Notes from 1-800-FARMAID hotline calls in March suggest that despite reports of a “booming farm economy,” it really ain’t quite booming for everybody:
A cotton farmer in the Southeast called to report that “farmers are struggling down here.” Now 62, he said, “We’re in worse shape than when I started and I’ve been farming all my life. We’re using up all our equity and it’s getting critical. Around here, farming, construction, mining, logging—people who dig in the dirt—if they aren’t helped, things are looking mighty dim.” He also said a local textile mill had recently closed and his wife lost her job after 30 years. Local banks, unwilling to lend, are blind to his argument that “farming isn’t only a business.”
A Midwest hay farmer who sells to a nearby dairy reports that his longtime local bank won’t finance him this year: “They’re saying that unless I file a lawsuit [for money owed] against the dairy I work with, they won’t consider me for a loan. But I refuse to do anything against that dairy because they’ve probably helped me more over the years than I helped them.” To this farmer, too, farming is more than only a business.
A Northern Plains grain and livestock producer called to inquire about grant programs he might tap into. He said his region has seen eight straight years of drought. With credit card debt piling up, an unresponsive local bank and no money left to buy seed for spring planting, he said, “Same ones who control our credit card debt make decisions about our credit rating. It’s a black hole we can’t climb out of.” Tough to do business, or anything else, from a black hole.

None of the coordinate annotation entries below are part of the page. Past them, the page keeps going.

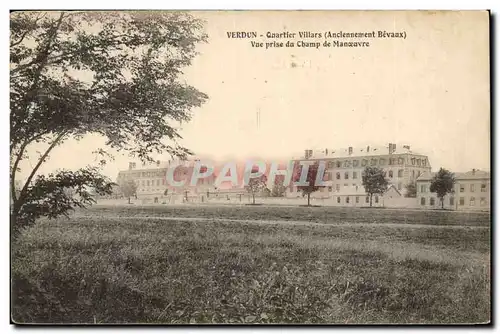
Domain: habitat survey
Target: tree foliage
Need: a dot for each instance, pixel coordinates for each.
(312, 173)
(256, 185)
(442, 183)
(48, 195)
(279, 188)
(117, 75)
(374, 181)
(128, 189)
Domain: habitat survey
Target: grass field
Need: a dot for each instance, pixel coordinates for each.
(254, 265)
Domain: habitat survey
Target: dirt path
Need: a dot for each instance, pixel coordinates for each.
(289, 222)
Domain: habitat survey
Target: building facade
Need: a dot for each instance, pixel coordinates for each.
(471, 192)
(152, 184)
(344, 168)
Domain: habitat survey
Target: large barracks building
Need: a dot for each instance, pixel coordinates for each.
(344, 169)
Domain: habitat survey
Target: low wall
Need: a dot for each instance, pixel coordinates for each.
(236, 199)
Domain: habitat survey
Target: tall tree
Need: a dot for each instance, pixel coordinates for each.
(113, 74)
(442, 184)
(312, 173)
(279, 187)
(256, 185)
(374, 181)
(128, 189)
(411, 189)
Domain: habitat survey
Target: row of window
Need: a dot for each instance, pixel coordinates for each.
(375, 162)
(355, 174)
(337, 186)
(472, 187)
(136, 175)
(461, 201)
(356, 198)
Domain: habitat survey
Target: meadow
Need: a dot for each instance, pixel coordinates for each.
(253, 264)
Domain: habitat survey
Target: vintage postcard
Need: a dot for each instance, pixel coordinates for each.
(250, 167)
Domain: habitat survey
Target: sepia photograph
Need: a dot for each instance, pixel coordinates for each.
(250, 167)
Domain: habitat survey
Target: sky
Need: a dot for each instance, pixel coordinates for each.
(429, 90)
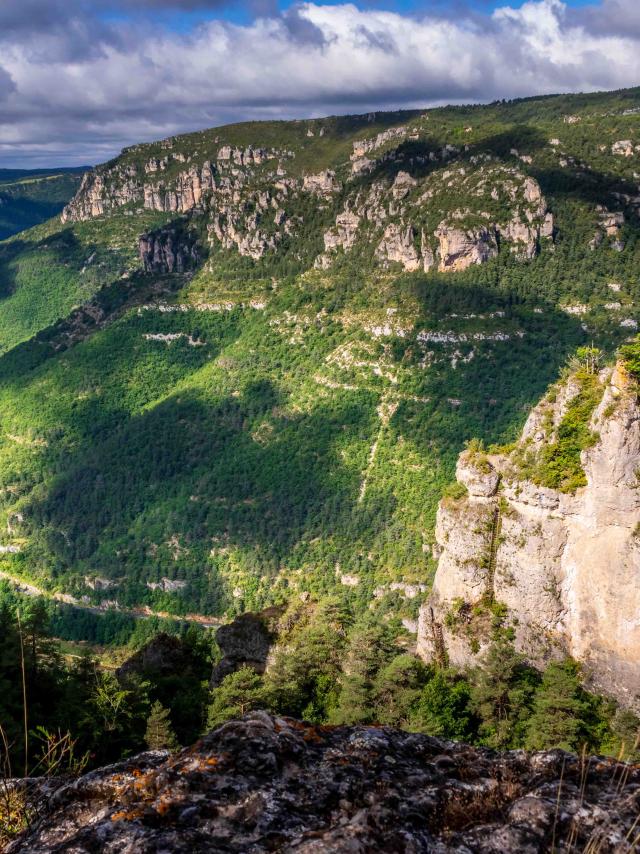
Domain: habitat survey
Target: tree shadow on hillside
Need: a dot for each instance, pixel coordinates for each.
(199, 469)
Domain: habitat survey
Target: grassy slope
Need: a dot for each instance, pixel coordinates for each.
(241, 460)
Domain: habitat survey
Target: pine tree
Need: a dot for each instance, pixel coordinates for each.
(444, 707)
(159, 734)
(397, 688)
(371, 647)
(237, 694)
(558, 709)
(502, 694)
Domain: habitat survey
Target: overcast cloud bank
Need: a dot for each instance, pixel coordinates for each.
(75, 86)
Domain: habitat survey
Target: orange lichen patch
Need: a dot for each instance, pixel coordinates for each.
(162, 806)
(127, 815)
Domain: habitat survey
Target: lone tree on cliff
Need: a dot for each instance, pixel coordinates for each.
(159, 734)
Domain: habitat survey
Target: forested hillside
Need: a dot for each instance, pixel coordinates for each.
(29, 197)
(241, 366)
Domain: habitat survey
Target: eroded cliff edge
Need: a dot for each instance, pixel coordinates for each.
(560, 563)
(273, 784)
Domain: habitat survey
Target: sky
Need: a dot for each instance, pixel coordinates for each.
(80, 79)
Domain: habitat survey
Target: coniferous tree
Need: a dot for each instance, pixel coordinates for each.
(371, 646)
(159, 734)
(397, 688)
(558, 709)
(237, 694)
(502, 690)
(444, 707)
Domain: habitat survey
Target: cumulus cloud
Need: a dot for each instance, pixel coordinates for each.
(78, 93)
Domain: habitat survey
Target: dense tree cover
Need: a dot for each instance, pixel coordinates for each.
(261, 444)
(331, 667)
(334, 667)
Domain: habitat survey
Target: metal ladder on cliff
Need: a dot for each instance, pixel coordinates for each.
(496, 525)
(437, 637)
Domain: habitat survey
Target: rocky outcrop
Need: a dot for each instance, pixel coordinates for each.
(461, 248)
(169, 250)
(108, 188)
(565, 564)
(624, 148)
(343, 236)
(364, 146)
(245, 642)
(266, 784)
(322, 184)
(163, 655)
(609, 225)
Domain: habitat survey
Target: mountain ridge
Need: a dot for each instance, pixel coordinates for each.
(293, 406)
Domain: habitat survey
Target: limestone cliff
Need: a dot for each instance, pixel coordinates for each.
(565, 563)
(388, 202)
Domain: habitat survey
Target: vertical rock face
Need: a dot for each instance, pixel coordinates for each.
(167, 251)
(565, 565)
(461, 248)
(398, 245)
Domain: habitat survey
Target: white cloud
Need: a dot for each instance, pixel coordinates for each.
(84, 92)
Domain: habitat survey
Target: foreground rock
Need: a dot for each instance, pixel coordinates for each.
(269, 784)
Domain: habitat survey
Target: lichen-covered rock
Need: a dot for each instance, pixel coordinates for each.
(265, 784)
(566, 565)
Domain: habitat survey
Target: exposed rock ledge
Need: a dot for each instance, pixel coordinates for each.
(267, 784)
(566, 565)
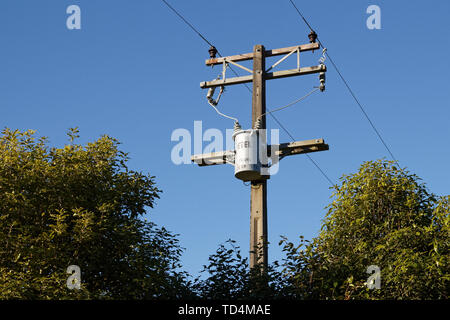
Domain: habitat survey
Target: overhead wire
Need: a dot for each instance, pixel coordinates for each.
(347, 85)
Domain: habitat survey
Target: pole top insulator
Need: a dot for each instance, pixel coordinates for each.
(312, 36)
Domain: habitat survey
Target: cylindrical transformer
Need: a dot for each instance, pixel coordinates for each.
(247, 164)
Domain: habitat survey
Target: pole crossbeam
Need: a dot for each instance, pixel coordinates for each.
(267, 53)
(282, 150)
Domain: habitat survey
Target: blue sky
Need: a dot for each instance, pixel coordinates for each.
(133, 72)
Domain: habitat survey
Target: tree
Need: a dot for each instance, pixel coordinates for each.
(80, 205)
(382, 216)
(229, 277)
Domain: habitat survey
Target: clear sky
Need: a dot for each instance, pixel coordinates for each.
(133, 72)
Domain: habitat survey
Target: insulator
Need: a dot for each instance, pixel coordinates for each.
(210, 93)
(237, 127)
(257, 124)
(322, 81)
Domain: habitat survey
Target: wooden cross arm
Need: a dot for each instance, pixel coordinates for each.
(268, 53)
(214, 158)
(282, 150)
(268, 76)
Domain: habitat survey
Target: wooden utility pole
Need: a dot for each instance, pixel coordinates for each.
(258, 193)
(259, 75)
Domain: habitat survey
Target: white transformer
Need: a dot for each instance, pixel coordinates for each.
(250, 152)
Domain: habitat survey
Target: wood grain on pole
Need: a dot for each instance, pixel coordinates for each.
(258, 196)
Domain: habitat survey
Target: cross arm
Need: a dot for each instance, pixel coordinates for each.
(268, 53)
(298, 147)
(268, 76)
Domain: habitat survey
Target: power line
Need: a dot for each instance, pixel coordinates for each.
(347, 85)
(248, 88)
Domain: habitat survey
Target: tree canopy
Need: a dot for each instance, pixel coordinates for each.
(80, 205)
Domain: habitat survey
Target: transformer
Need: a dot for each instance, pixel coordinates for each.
(250, 148)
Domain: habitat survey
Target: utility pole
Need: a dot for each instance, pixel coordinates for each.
(258, 76)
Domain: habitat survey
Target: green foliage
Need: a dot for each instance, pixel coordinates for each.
(383, 216)
(80, 205)
(229, 277)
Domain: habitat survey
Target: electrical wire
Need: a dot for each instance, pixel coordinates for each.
(289, 104)
(347, 85)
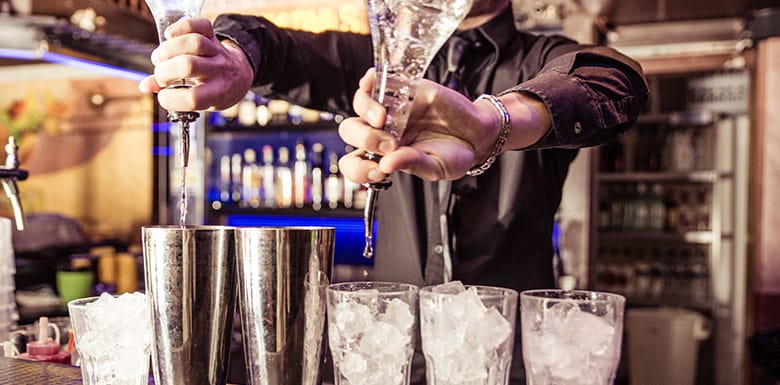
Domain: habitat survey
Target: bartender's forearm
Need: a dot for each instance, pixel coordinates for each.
(528, 117)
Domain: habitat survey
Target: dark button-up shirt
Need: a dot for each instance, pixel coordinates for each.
(494, 229)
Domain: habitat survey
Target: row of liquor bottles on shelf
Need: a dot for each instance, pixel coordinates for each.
(275, 179)
(655, 207)
(668, 274)
(660, 148)
(253, 111)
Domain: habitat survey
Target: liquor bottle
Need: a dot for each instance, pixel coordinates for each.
(702, 210)
(247, 110)
(250, 180)
(641, 208)
(317, 176)
(334, 187)
(656, 208)
(268, 173)
(224, 179)
(617, 207)
(284, 182)
(300, 176)
(230, 114)
(235, 179)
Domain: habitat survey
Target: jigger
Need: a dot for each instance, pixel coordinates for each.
(282, 275)
(190, 282)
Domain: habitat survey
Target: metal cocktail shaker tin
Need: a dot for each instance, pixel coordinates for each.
(190, 281)
(282, 275)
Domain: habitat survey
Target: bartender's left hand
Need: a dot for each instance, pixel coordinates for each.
(442, 139)
(220, 70)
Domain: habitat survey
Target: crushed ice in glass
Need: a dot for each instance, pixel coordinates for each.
(461, 336)
(568, 346)
(371, 345)
(118, 338)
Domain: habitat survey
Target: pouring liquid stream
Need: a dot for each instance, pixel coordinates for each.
(182, 120)
(405, 35)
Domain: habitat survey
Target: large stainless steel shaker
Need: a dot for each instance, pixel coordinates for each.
(282, 275)
(190, 281)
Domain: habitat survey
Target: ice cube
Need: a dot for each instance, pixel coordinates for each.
(492, 329)
(452, 287)
(398, 314)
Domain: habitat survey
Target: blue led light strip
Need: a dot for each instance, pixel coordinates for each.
(102, 68)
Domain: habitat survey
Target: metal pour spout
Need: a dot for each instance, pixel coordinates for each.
(9, 174)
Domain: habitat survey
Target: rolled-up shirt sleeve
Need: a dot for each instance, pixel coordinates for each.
(593, 95)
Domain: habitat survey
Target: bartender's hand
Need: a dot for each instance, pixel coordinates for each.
(220, 70)
(446, 135)
(438, 142)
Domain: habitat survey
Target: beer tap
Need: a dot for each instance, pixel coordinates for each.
(10, 173)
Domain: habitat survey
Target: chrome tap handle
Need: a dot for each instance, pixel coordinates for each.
(10, 174)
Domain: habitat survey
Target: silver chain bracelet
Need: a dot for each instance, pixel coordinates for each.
(502, 135)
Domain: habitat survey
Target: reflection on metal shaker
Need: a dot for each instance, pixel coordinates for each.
(282, 274)
(190, 281)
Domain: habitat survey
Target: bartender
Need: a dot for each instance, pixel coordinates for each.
(463, 204)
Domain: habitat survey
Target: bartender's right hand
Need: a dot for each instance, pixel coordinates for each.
(220, 69)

Even a banker contacted the hotline—this just doesn’t often happen—seeking help for three dozen struggling rice farmers near the Gulf Coast. With the high cost of fuel interrupting their ability to meet cash flow requirements for new loans, prospects for the new season look bleak.
Meanwhile, like new flowers blooming in springtime, beginning farmers in record numbers continue to contact the hotline and use our online Farmer Resource Network to seek assistance and support. Despite facing fundamental issues of land access and credit availability, their enthusiasm for the farming life is unbounded, a beautiful thing to behold. Like that Southern cotton farmer and Midwest hay farmer, they know that farming is not only a business and they’re ready and willing to get their hands dirty to prove it.